If possible, preallocate all outputs. In your code, you have set each worker to allocate its own zeros(iter) and its own rand(p). This can have dramatic performance consequences. A sketch of your code:

# code mean_estimate as two functions
f(p::Int) = mean(rand(p))
function g(iter::Int, p::Int)
    vec_mean = zeros(iter)
    for i in eachindex(vec_mean)
        vec_mean[i] = f(p)
    end
    return mean(vec_mean)
end

# run twice, time on second run to get compute time
g(200000, 5000)
@time g(200000, 5000)

### output on my machine
#  2.792953 seconds (600.01 k allocations: 7.470 GB, 24.65% gc time)
# 0.4999951853035917

The @time macro is alerting you that the garbage collector is cleaning up a lot of allocated memory during execution, several gigabytes in fact. This kills performance. Memory allocations may be overshadowing any distinction between your serial and parallel compute times.

Lastly, remember that parallel computing incurs overhead from scheduling and managing individual workers. Your workers are computing the mean of the means of many random vectors of length 5000. But you could succinctly compute the mean (or median) of, say, 5M entries with

x = rand(5_000_000)
mean(x)
@time mean(x) # 0.002854 seconds (5 allocations: 176 bytes)

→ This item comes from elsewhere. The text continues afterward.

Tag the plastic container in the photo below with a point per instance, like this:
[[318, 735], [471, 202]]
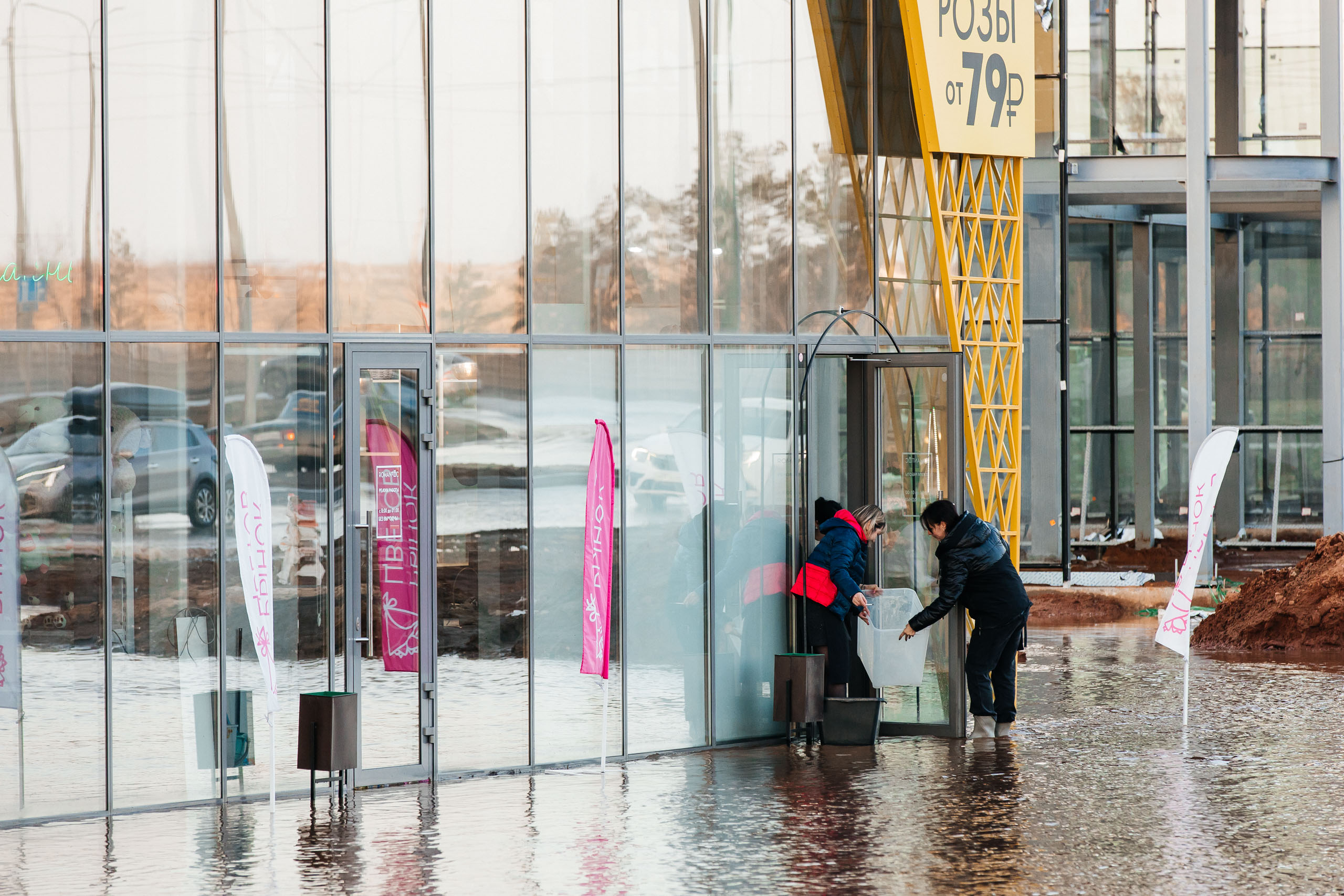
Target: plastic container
[[889, 660]]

so it is unclear how your parallel computing scheme improves upon serial performance. Parallel computing generally provides the best help when your arrays are truly beefy or your calculations are arithmetically intense, and vector means probably do not fall in that domain.

One last note: you may want to peek at SharedArrays, which distribute arrays over several workers with a common memory pool, or the experimental multithreading facilities in Julia. You may find those parallel frameworks more intuitive than pmap.